The liver has many functions to help the body, for example, remove waste by producing bile and break down fats in the small intestine during digestion. They can also produce certain proteins for blood plasma and can regulate blood clotting. Clearance of the bilirubin is another function of the liver can, removing bilirubin from the red blood cells. Cringler Najjar Syndrome is caused by an accumulation of bilirubin, which turns the skin and eyes yellow. For my art piece links to functions of the liver objective, I have asked my niece to draw a person and a liver. I wanted to show what happens to the skin if there is an accumulation of bilirubin. For the liver, I wanted to emphasize Crigler-Najjar’s abnormal state and what happens when one liver enzyme is not present. I would include different codes given to my parents regarding this disorder.
Crigler-Najjar syndrome is a rare genetic disorder in the liver that cannot properly convert and clear bilirubin from one’s body (Roy-Chowdhury,2016). There are two types of Crigler Najjar Syndrome. Crigler-Najjar syndrome type I, and the other is Crigler-Najjar syndrome type II or Arias syndrome. Crigler-Najjar was named after two doctors. Who discovered this syndrome? Dr. John Crigler and Dr. Victor Najjar back in 1952 when they noticed six infants whose parents were blood-related had this syndrome. In 1962 Dr. Arias discovered the milder version of the syndrome, which is now called Crigler-Najjar Syndrome type II. My main force will be on Type I, what causes this syndrome, and treatment for those who suffered from this rare syndrome.
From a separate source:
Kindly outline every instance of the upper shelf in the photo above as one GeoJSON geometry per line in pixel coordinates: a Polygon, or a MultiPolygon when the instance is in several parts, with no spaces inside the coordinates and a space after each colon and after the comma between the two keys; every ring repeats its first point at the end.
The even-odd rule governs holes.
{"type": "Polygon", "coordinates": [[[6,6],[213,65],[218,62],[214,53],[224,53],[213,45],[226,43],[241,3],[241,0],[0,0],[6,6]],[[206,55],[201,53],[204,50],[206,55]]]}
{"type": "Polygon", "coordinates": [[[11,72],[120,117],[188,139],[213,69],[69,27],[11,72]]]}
Crigler- Najjar syndrome is a rare disease that affects 0.6 to 1 in 1 million newborns worldwide. Type I Crigler-Najjar is considered severe compared to Type II; type I is a disorder categorized for the absence or decreased activity of UDP-glucuronosyltransferase, an enzyme that requires glucronidation of the unconjugated bilirubin in the liver (Bhandari, Thada, and Yadav, 2021). For Cringler-Najjar syndrome type I, if the levels of conjugated bilirubin rise, this can lead to jaundice in newborns. The plasma compartment represents about 40mL/kg body weight, and in patients who have jaundice, the total equally is distributed between intravascular and extravascular (Strauss, Ahlfors, Soltys, Mazareigos, Young, Bowser, Fox, Squires, McKiernan, Brigatti, Puffenberger, Carson, &Vreman, 2019).
My older sister is a success story for hepatocyte transplant; in July 1988, she was barely seven at the University of Nebraska, received a new liver from a donor just in time. Since this was very new and only a paragraph about the disease, her survival rate was low; her Hepatologist expects her life expectancy was only up to eighteen, even with medicines and blood work that checks liver functions. Today is a mother and wife and past the suggested life expectancy.